Anyways, now we're in Ilwaco! We've got to troubleshoot our engine and get it working again, as well as complete a laundry list of other less but still important things. I had a great time hanging with my old buddies Nick and Tiffany yesterday, and today I've enjoyed lunch with my Grandma and Dwayne. In just a couple minutes I'll be reunited with my girlfriend, Tawnie, and I'm super excited! It's been months since I've seen her!
After a few days here we'll start looking at weather reports for the coast and jumping out of Washington. Our initial plan was to jump all the way to San Francisco, but there has been talk amongst the crew of stopping more frequently, with our first stop possibly Newport Beach. I'll throw up another blog post before we leave to tell you how every minute of Tawnie and my visit go, as well as where we're headed next on the boat. (May or may not be kidding about the former. I've yet to decide.).
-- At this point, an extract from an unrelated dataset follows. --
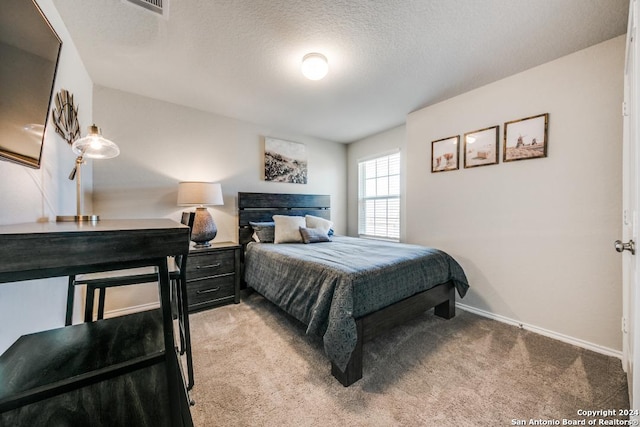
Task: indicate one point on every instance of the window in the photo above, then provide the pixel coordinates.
(379, 197)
#latepost. Crew selfie in Victoria.
Saturday, September 10, 2016
Final Days in Canada
Vancouver Livin’
Vancouver was amazing! After anchoring in false creek we
found a dinghy dock that let you leave your dinghy there for 24 hours. This
gave us the freedom to explore the city, with only a small nagging thought of
“boy, I hope nobody steals our dinghy or engine off the dinghy”. Day 1 in
Vancouver we showered at false creek community center then explored Granville
Island. We got lunch from Celine’s Fish or something and as soon as we walked
outside with our food my mom was attacked by seagulls who stole all of her
prawns. Luckily, they gave my mom another order for free. After that we took a
walk up the road to West Marine and got a small Canada flag to hoist from our
boat, as well as a Quarantine flag which you are to hoist in some countries as
a way to tell customs that you have not checked into the country. One day I’ll
get to see that happen!
Day 2 in Vancouver was even better! We walked across
downtown Vancouver to where the cruise ships come in and the picturesque
convention center building is with the sail looking rooftop. Last year my
parents, Joe, and Audrey visited Vancouver and went to the Capilano suspension
bridge and they heard about another suspension bridge nearby that was free.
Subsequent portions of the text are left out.